Letting Go

It’s been a traumatic week since we discovered our time in our rental will not be another year. At the moment, Kim is struggling to arrange a time to close the sale of her chickens and ducks. I spent my first couple days of shock tearing down the greenhouse we built about this time last year. We still have no idea where we will go. 

The greenhouse has been a saga in itself, and to some degree I suppose I welcome the closure of disassembling it. A lot of hopes were started and nurtured in that project. Combining the chicken roost was the defining feature. A little cedar plank door did what it could to keep the wind off, but was not airtight by any means. The chickens were pretty spoiled to have a dry, heat lamp lit place to sleep. I will certainly miss my jumbo grade Americana eggs as much as the tiny little creme bantams. Alas, too many of our plants succumbed to the wet October rains that took us all by surprise. Cold and wet. What the drop in temperature and low light didn’t kill, the mold was sure to overcome. Cold and wet and moldy in a greenhouse. As an early winter ensued and all had been lost, rats came along scavenging overlooked chicken food. Finally, they nested up in the nice dry roost and started taking eggs from the nest box. 

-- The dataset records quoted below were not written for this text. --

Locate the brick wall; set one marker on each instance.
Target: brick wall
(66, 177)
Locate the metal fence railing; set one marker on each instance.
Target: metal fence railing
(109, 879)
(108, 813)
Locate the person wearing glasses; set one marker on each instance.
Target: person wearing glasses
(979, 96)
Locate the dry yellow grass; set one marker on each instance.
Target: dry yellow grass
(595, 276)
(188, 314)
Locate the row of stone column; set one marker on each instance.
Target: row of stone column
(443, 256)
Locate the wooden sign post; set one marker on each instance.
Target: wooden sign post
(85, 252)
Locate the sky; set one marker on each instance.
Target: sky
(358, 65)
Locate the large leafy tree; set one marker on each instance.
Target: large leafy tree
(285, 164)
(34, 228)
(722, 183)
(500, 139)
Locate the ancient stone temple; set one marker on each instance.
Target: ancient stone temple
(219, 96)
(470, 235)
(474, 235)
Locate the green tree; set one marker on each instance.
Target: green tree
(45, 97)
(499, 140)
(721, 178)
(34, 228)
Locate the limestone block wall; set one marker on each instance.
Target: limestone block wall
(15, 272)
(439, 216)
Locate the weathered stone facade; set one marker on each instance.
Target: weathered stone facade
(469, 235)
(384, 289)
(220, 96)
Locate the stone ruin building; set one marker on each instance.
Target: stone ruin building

Well, what about all that? It’s been a lot of time, money, and energy put in to something that resulted in a scant few tomatoes, mold, and rats. Was it a wasted endeavor? Doomed to failure from the start or driven there by inaction? Well, a brief summary of its life hardly lets on to the waves of emotions that have shaped it like the ocean floor. The screen door separating the chickens from the plants was one of the last design struggles we faced before I felt my frustration severing my connection to it all. Details withheld, much of the design and construction of the runs were subject to the same frustrations. 

Most of it now leans stacked on the side of the garage, destined for storage if we are lucky. It and so much other material collected for that backlog of projects may just be purged, the easy way by sale if we are at all lucky; the hard way by disposal charges being the more likely. It’s crushing to think of that coming true after its whole mode of being was by way of salvage. We tried, and had a promising chance of, doing the environmentally conscientious thing and making it work. A greenhouse to both reduce landfill and produce food in an urban setting. It was a great thought. 

It’s only been 3 weeks since my pinched nerve, and tying my shoes is still excruciating. I shoveled the compost pile down, filling in low spots in the lawn. Same with the raised bed along the fence, 30 ft of it. I started hauling out pots of moldy plants when Kim came to help. We spent an entire day cleaning out the inside and some of the back yard. The following day, the roof came off and most of the walls brought down. The yard here started with enough grass to need regular mowing, so I hope we can seed the bare spots and rest will come back. However, it has clearly been over grazed and it’s hard to come back from that. It’s hard to have to put more work into cleaning up after all the hard work that went to waste. It’s hard because we had our sights set on a seed swap and planning the year of growing ahead of us. What should have been a cleaning effort making way for a new year of gardening became a dead end of work just to avoid even more expenses. 

What’s more is that the greenhouse is only the first of many vanishing efforts we have to undertake. An entire wood shop of tools and materials is coming up next. As painful as letting go of the greenhouse and chickens has been for Kim, the business and wood shop will be as much for me. Mostly, I just walk away from situations like this. This one I have to also clean up. It’s difficult. We don’t sleep well at night, even on our new and far more comfortable mattress. We just don’t have any good options left and it scares the hell out of the both of us. 

Truth is, homesteading is not a pursuit of the kind of simple life that liberates you of 50 hour work weeks. It is only a pursuit of the kind of simple life that is far removed from the smoke and mirrors, hook and bait, shove and hustle of the city given momentum by those who profit by preying on the most powerful human emotions. It just requires more work to support your own system than to blindly buy into others. We cannot anymore. It was worth it while it lasted, but we just cannot. 

It’s hard to let go of the values and ideas that have been building and growing. It’s hard to accept that all of the life and love that this house and land contained is being replaced by a lawn that will most likely be manicured twice weekly for nobody and nothing other than maximizing the thickness of cash stuffed in a wealthy old person’s pocket.

I don’t want to let go of the ideological importance of urban agriculture, but I do have to swallow the bitter pill. From apartments to houses, the little bit of nurturing soil not yet covered with concrete is valued more for visual complement than for the sustenance it is meant to provide. 


Author: Goose Andeluse

Compulsive maker and fowl carpenter.